There are about 3,200 counties or their equivalents across the United States and its territories, ranging in size from Los Angeles County with around 10 million residents to Kalawao County, Hawaii, with fewer than 100. Most counties — more than 70% — have populations under about 50,000, says the National Association of Counties. That huge breadth and diversity means that most elections truly are local and it would be nearly impossible for a foreign adversary to touch them all with a single effort. Elections in the United States remain, as then-FBI Director James Comey famously told Congress, “a bit of a hairball.”

The bad news

A huge breadth and diversity of counties means a huge breadth and diversity of security capabilities. Also, every jurisdiction that runs elections in the United States doesn’t present the same kind of appeal to a foreign interference campaign. The results of a close election can depend on turnout in only a few key states or other locations, meaning some locations are under much more pressure than others.

At the same time, evidence about successful interference in an election system anywhere in the United States would raise questions about the integrity of elections everywhere. Russian cyberattackers have been able to gain access to voter databases and other systems around country, but U.S. officials say they believe no votes have been changed.

National: States brace for ransomware assaults on voter registries | Laura Hautala/CNET

Extortionists have recently shut down municipal computer systems in Texas, Maryland, Florida and New York, threatening to erase databases unless the cities pay a ransom. Now officials around the country are concerned the tool the hackers used, known as ransomware, could be tapped to target state voter registration rolls and disrupt confidence as the nation heads into the 2020 election. Illinois, for example, is making its voter registration database accessible only from a closed fiber optic network, rather than the open internet, according to Matt Deitrich, a spokesman for the State Board of Elections. The Prairie State is making progress, though it still has a way to go, he says.

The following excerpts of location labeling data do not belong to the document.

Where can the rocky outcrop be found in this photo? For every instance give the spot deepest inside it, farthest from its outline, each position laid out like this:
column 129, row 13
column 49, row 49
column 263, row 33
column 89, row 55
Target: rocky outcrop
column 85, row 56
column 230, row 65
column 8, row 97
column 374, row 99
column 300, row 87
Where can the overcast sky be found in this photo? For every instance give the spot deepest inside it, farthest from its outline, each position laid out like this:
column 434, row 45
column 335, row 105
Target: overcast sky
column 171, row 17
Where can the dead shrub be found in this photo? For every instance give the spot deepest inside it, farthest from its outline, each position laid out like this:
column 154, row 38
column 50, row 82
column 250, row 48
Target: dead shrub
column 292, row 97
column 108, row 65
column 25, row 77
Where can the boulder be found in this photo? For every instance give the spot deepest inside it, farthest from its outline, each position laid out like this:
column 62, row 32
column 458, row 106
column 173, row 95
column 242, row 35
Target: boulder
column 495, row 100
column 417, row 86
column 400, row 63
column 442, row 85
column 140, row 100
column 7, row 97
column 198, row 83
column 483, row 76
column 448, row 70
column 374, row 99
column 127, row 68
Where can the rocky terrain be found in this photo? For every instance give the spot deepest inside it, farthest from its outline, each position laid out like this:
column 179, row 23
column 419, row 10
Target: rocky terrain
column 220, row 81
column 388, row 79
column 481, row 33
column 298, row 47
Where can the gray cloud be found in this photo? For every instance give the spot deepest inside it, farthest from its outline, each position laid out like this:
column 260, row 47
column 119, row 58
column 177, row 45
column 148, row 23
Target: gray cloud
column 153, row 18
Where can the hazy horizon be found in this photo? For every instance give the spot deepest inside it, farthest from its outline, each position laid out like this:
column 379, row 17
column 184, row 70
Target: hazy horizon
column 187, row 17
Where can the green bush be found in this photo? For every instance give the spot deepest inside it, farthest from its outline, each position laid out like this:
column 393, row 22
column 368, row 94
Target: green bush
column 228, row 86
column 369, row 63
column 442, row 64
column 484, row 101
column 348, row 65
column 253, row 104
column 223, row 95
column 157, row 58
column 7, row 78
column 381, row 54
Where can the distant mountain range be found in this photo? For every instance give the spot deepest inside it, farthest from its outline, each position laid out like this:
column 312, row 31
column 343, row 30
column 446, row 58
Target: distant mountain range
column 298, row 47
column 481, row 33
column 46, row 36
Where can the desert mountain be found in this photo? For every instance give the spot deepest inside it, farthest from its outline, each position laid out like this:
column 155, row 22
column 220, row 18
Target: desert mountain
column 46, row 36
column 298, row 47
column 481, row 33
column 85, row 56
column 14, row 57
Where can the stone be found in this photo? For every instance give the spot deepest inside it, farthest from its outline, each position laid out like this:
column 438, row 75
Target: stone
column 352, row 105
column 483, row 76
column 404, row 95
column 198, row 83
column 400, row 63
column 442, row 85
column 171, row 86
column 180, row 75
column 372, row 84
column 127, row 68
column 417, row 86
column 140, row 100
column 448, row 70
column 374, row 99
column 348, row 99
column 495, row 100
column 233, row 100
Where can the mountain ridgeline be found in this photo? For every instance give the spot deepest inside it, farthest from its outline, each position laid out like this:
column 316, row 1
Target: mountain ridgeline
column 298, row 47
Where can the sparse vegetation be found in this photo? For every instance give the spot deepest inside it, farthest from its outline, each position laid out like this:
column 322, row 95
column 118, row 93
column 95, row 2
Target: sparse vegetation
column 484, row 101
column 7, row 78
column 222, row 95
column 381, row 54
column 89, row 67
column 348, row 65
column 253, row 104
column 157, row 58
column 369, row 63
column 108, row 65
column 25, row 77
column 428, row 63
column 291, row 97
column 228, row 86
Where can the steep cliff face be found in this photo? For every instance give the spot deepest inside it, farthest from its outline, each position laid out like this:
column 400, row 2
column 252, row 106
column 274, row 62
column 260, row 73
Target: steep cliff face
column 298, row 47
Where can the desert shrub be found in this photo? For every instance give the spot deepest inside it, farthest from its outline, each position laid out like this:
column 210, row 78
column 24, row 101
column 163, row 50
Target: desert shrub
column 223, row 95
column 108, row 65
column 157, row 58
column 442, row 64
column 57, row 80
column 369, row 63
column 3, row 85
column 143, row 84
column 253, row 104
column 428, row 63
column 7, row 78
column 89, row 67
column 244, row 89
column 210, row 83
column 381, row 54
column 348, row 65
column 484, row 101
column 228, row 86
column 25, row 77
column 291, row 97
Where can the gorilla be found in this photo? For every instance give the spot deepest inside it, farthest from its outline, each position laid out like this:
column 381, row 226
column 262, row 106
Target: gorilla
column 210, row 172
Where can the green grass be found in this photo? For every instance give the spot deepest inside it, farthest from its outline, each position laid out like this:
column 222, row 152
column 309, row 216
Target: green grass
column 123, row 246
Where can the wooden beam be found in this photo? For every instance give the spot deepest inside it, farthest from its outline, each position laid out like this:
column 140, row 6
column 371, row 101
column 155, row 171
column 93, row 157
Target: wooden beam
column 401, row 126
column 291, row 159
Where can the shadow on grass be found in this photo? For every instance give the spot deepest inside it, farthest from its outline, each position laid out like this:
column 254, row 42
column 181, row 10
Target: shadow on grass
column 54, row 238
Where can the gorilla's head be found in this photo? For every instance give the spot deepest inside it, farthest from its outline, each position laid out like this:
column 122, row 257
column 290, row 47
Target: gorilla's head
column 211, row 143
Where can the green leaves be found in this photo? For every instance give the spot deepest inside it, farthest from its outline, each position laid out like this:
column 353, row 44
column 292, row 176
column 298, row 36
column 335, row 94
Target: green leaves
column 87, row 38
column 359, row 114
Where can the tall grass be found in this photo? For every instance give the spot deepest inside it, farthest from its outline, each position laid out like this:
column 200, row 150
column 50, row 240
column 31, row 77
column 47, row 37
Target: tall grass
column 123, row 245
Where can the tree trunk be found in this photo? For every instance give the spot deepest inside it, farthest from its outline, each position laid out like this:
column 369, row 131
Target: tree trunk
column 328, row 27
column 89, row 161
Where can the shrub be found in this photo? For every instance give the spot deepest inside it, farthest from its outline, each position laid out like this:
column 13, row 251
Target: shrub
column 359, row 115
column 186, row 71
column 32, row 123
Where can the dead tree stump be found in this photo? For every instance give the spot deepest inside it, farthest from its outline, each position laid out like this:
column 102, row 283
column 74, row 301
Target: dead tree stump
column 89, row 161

Less than a third of its 108 jurisdictions currently connect to the database via the dedicated network. The security effort is worth it, Deitrich says. If a hacker successfully hits even one county’s election agency with ransomware, that can create the impression the whole system is compromised. “It’s a phenomenon that can undermine voter confidence,” Deitrich said. Ransomware would be a new feature of election hacking, which came to public attention after intelligence officials said Russian hackers probed voter registries during the 2016 presidential campaign. A ransomware attack in 2020 could prove devastating, preventing voters from registering or poll workers from confirming voter eligibility, officials say. The hackers’ goal wouldn’t be changing the votes that were cast, but spreading doubt that eligible voters were able to make their voices heard.

National: Report highlights Instagram, deepfake videos as key disinformation threats in 2020 elections | Maggie Miller/The Hill

Instagram will likely be the main social media platform used to disseminate disinformation during the 2020 election, while altered “deepfake” videos of candidates will pose a threat as well, according to a report out on Wednesday.  The report on disinformation tactics during the 2020 election, put together by New York University’s (NYU) Stern Center for Business and Human Rights, also pinpointed China, Russia, and Iran as countries likely to launch such attacks against the U.S. in the lead up to the elections. But foreign states will not be alone, with NYU finding that domestic sources of disinformation, such as users within the U.S. creating and circulating it, will be more prevalent than overseas ones. Voter suppression will be the main target of both streams of disinformation, with the report warning that “unwitting Americans” could also be manipulated into participating in rallies and protests. The report from NYU emphasized that while “social media companies are playing better defense than they did in 2016,” it called on them “to step up their games in anticipation of 2020.”